This special issue of Foundations of Physics contains a selection of articles from the 7th International Workshop on Quantum Physics and Logic (QPL 2010), which was held May 29–30, 2010 at Oxford University.

The goal of this workshop series is to bring together researchers working on mathematical foundations of quantum physics, quantum computing and spatio-temporal causal structures, and in particular those that use logical tools, ordered algebraic and category-theoretic structures, formal languages, semantic methods and other computer science methods for the study of physical behavior in general. Over the past few years, there has been growing activity in these foundational approaches, together with a renewed interest in the foundations of quantum theory, which complement the more mainstream research in quantum computation. Earlier workshops in this series, with the same acronym under the name “Quantum Programming Languages”, were held in Ottawa (2003), Turku (2004), Chicago (2005), and Oxford (2006). The first QPL under the new name Quantum Physics and Logic was held in Reykjavik (2008), followed by Oxford (2009).

The workshop program consisted of invited lectures by John Baez (UC Riverside and Singapore), John Barrett (Nottingham), Louis Crane (Kansas State), and Benjamin Schumacher (Kenyon College), as well as 22 contributed talks. The workshop included a special session dedicated to the memory of Itamar Pitowsky. The present special issue contains selected articles from among the invited and contributed talks.

The contributed talks were selected, based on submitted abstracts, by a program committee whose members were Howard Barnum (Perimeter), Dan Browne (UCL, London), Bob Coecke (Oxford), Andreas Döring (Oxford), John Harding (NMSU), Viv Kendon (Leeds), Keye Martin (NRL, Washington), Prakash Panangaden (McGill), Simon Perdrix (Grenoble), Peter Selinger (Dalhousie), and Alex Wilce (Susquehanna). The local organizers were Bob Coecke and Ross Duncan.

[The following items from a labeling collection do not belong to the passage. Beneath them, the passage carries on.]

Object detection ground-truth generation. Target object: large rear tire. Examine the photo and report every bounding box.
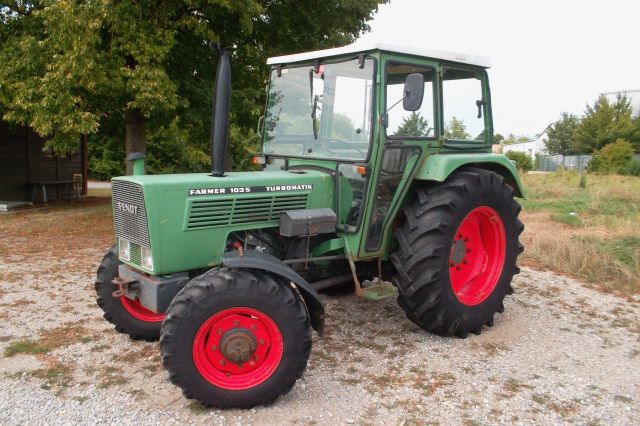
[391,168,524,338]
[95,246,164,342]
[160,268,311,408]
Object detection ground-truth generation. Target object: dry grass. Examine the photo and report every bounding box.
[4,323,91,357]
[0,190,113,256]
[522,173,640,296]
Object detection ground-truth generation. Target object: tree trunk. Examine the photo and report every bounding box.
[125,109,146,175]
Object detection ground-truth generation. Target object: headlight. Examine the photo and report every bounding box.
[140,246,153,271]
[118,238,131,261]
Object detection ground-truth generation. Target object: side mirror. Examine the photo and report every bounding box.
[402,73,424,111]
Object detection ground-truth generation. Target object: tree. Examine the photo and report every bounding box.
[544,112,580,155]
[575,95,640,153]
[395,112,429,137]
[502,133,529,145]
[444,116,471,140]
[0,0,381,175]
[589,139,633,174]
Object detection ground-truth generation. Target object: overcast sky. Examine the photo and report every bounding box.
[360,0,640,136]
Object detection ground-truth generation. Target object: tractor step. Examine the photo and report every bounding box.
[362,280,398,300]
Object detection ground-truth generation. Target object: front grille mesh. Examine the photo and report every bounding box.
[129,243,142,266]
[187,194,308,229]
[111,180,150,247]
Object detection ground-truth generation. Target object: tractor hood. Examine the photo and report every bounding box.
[112,170,335,275]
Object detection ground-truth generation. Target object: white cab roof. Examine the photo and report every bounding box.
[267,42,491,68]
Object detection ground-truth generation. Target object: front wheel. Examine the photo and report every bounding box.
[95,246,164,341]
[391,168,524,338]
[160,268,311,408]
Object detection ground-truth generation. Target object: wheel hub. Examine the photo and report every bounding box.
[449,206,506,306]
[451,238,467,265]
[220,328,256,364]
[193,307,284,390]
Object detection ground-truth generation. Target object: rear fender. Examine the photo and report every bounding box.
[222,250,324,336]
[414,153,524,198]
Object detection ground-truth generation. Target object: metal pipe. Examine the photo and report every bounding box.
[282,254,346,265]
[310,274,353,290]
[210,43,231,177]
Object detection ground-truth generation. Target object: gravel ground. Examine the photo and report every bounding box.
[0,246,640,426]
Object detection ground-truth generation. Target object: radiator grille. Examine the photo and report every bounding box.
[129,243,142,266]
[187,194,308,229]
[111,180,150,247]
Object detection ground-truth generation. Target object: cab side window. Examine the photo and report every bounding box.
[442,67,486,141]
[386,63,435,138]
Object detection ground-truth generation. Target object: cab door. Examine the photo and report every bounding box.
[360,59,440,257]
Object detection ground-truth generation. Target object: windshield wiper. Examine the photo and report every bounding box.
[311,95,318,139]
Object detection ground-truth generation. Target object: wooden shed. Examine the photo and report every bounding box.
[0,122,87,202]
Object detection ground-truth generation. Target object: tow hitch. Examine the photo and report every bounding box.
[111,277,140,298]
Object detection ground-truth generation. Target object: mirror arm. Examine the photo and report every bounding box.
[476,99,486,118]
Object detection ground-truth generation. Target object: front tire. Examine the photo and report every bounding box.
[391,168,524,338]
[95,246,164,342]
[160,268,311,408]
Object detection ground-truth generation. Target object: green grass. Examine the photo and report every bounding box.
[4,340,51,357]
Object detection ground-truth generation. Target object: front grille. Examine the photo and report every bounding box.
[129,243,142,266]
[187,194,308,229]
[111,180,151,247]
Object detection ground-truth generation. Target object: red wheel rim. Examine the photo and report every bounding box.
[120,296,164,322]
[193,307,284,390]
[449,206,506,306]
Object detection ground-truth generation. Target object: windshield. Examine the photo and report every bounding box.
[263,59,374,161]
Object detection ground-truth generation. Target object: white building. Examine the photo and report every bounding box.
[502,125,550,160]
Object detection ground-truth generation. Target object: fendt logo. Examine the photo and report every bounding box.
[116,201,138,215]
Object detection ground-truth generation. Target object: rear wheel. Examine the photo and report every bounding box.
[160,268,311,408]
[95,246,164,341]
[391,168,524,338]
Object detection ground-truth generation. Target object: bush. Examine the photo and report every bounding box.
[589,139,634,174]
[505,151,533,172]
[624,160,640,176]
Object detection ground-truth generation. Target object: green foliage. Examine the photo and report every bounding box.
[575,95,640,153]
[624,160,640,176]
[589,139,633,174]
[544,112,580,155]
[578,173,587,189]
[395,112,430,137]
[505,151,533,172]
[0,0,383,178]
[444,116,471,140]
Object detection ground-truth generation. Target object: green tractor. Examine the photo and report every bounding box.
[96,44,524,407]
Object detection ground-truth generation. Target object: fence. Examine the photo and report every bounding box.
[537,155,591,172]
[536,154,640,172]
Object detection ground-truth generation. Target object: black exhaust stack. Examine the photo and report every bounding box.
[209,43,231,177]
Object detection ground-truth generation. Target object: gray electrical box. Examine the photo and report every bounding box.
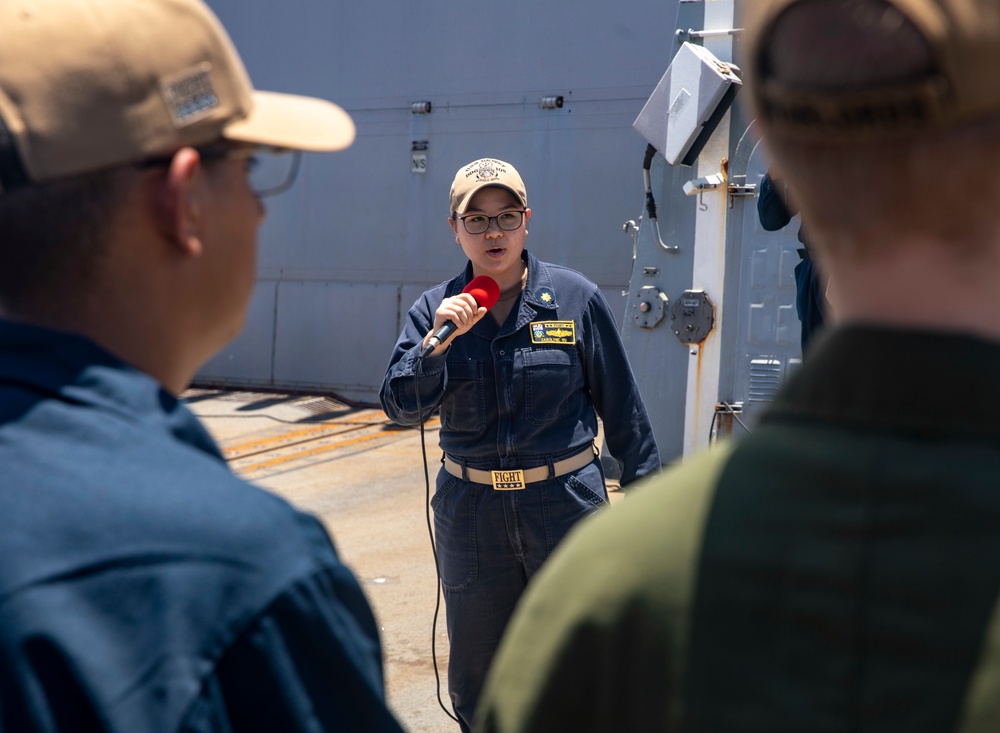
[632,42,743,165]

The workshop enjoyed support from the EPSRC Advanced Research Fellowship “The Structure of Quantum Information and its Applications to IT” (EP/D072786/1), and from the EC FP6 STREP “Foundational Structures in Quantum Information and Computation” (QICS).

The workshop was preceded by a QICS School on “Foundational Structures in Quantum Computation and Information”, held in Oxford May 24–28.